People have always desired to fit in with society and find a sense of belonging. Propagandists consider this to be a powerful force and exploit this feeling of longing to appeal to the public. They encourage the public to speak or think in a particular way to “fit in” with the others. And people comply not wanting to be left behind others.

High Society:

Propagandists often appeal to the bourgeois’ secret desire to belong to the upperclassmen. They position themselves as people who have the ideas or opinions worthy of the elite and convince others to serve their purposes. Many businesses adopt this technique to sell ‘high-quality goods and services.’

Indistinct Words:

A common technique propagandist uses is indistinct words or vague terms that evoke speculation amongst the audience. These words will have an incomplete or no real story and truth to offer. The audience is enticed by these cherry pickings and complies. Governments may to adopt this strategy too. If they release a study that claims “80% of the vehicles which drove over 60 miles per hour met with an accident,” the country’s inhabitants will immediately lower their speed limit. The data may neither come with insufficient evidence nor be conclusive, but it will appeal to the general population regardless.

Loaded Words:

It comes as no surprise when propaganda is orchestrated by stereotyping. Just by using a loaded term such as ‘Democrat’ or ‘Nazi,’ chaos can ensue. Words hold power over public relations and using such words to sway the public is not difficult. Propagandists inspire fear, anger, happiness, doubt or security with words with hidden meaning. Many political parties tear down their opponents through this simple method. Deification is often used to portray an idea or incident as holy and in some cases blasphemy.
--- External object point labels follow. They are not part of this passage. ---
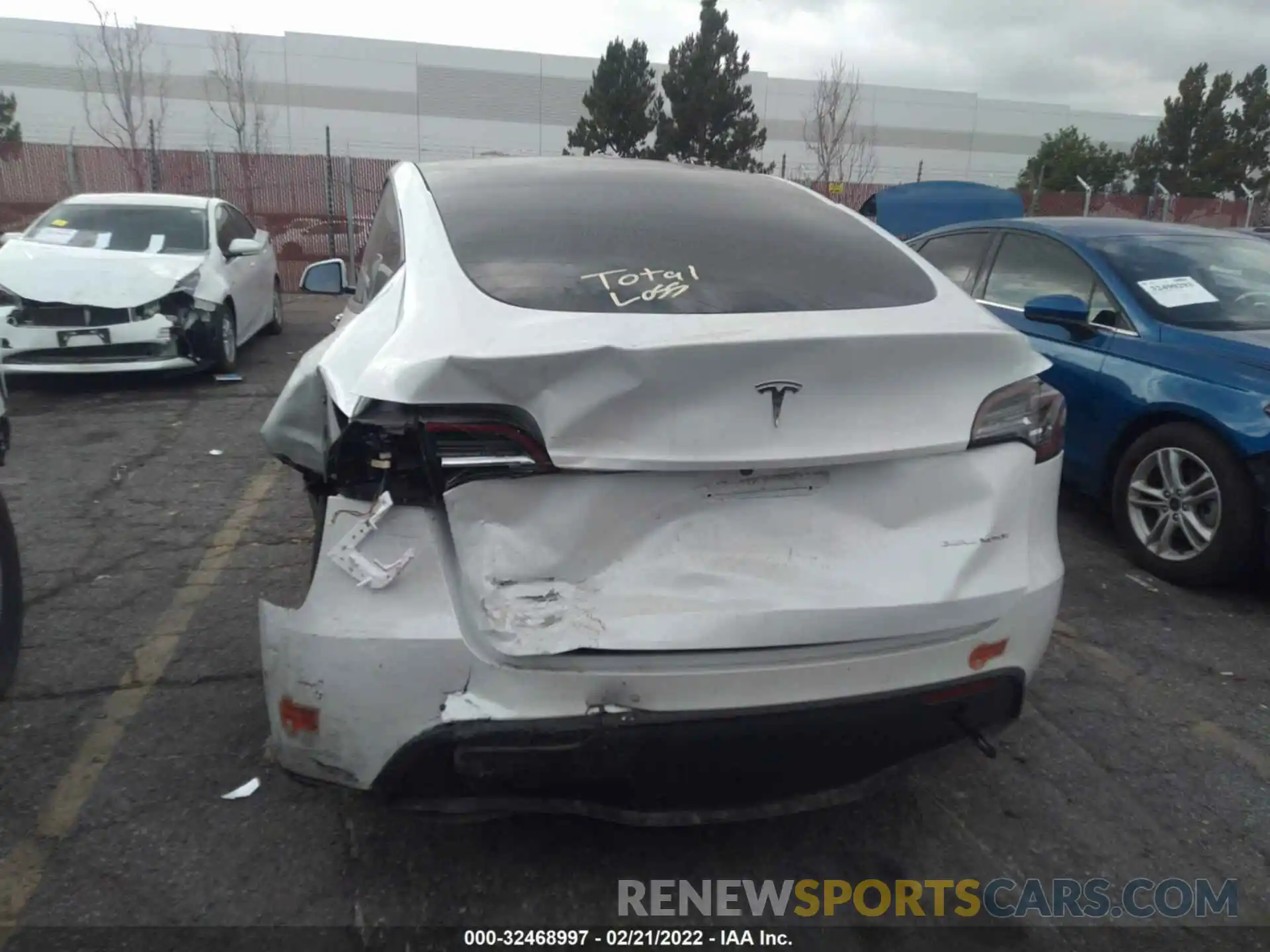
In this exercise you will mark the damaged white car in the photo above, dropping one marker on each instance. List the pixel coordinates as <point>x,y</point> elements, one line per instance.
<point>629,471</point>
<point>135,282</point>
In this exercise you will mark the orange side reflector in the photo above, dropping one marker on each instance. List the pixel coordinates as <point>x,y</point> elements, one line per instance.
<point>984,653</point>
<point>298,719</point>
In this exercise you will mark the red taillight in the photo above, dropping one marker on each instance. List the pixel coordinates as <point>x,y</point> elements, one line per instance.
<point>480,444</point>
<point>298,719</point>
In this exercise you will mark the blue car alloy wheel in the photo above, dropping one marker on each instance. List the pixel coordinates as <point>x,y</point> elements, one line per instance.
<point>1185,507</point>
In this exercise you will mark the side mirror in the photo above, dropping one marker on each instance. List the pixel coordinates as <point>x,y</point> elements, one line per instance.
<point>240,248</point>
<point>327,277</point>
<point>1064,310</point>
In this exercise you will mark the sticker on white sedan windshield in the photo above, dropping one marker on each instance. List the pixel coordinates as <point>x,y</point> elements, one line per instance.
<point>1176,292</point>
<point>644,285</point>
<point>55,237</point>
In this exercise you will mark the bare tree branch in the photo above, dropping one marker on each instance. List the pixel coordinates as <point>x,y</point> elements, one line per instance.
<point>234,93</point>
<point>121,97</point>
<point>841,147</point>
<point>234,98</point>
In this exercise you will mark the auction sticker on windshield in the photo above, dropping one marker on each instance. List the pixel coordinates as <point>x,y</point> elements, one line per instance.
<point>1177,292</point>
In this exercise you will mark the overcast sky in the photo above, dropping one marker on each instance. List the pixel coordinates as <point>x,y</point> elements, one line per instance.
<point>1108,55</point>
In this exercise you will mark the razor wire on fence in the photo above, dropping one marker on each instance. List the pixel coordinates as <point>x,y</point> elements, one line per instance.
<point>321,206</point>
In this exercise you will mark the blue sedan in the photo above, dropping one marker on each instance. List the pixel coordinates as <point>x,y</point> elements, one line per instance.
<point>1160,338</point>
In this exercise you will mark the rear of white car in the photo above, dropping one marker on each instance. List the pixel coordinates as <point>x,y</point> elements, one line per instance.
<point>683,465</point>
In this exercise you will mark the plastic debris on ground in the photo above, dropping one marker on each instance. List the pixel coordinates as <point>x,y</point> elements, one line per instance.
<point>247,790</point>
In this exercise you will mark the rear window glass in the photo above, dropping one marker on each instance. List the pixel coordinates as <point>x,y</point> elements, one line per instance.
<point>646,237</point>
<point>124,227</point>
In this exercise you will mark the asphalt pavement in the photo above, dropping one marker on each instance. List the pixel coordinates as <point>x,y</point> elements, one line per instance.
<point>151,521</point>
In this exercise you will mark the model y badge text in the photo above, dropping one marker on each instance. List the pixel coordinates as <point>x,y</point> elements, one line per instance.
<point>778,389</point>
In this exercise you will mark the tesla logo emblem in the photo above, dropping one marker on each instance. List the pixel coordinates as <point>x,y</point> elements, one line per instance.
<point>778,389</point>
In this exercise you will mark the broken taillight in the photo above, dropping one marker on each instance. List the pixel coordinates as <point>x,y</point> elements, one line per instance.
<point>1028,412</point>
<point>484,444</point>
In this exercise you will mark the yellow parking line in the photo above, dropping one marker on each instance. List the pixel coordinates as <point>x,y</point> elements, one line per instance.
<point>22,870</point>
Propagandists often conjure images- good or bad- and connect them with a completely unrelated concept or good to nudge the general public to take action. The exact opposite could also be encouraged with a warning that reminds them any action would lead to suffering. To redirect the attention of the viewers from something, propagandists use an individual or organization as a scapegoat.

Testimonials:

Celebrities have a strong influence on their followers. So when a popular face tries to sell an idea or a product, their admirers will immediately buy them without any further analysis. It is often found that these celebrities have no personal experience with this product and have no idea where it originates from. Purchasers of this product do so based on their judgment rather than examining the product’s own characteristics.

Misdirection:

There are always two sides to a story. And before making a decision, it is impertinent for the audience to know both to evaluate the situation correctly. Right? Protagonists have also used this to their advantage. They will convince you to look at other views but subtly emphasize on one. Another method they use is to by waiting while answering a question or ignoring it entirely.


In conclusion, it is advisable for you to pay special attention to the words that are presented to you. You will be able to filter out the underlying meaning with ease!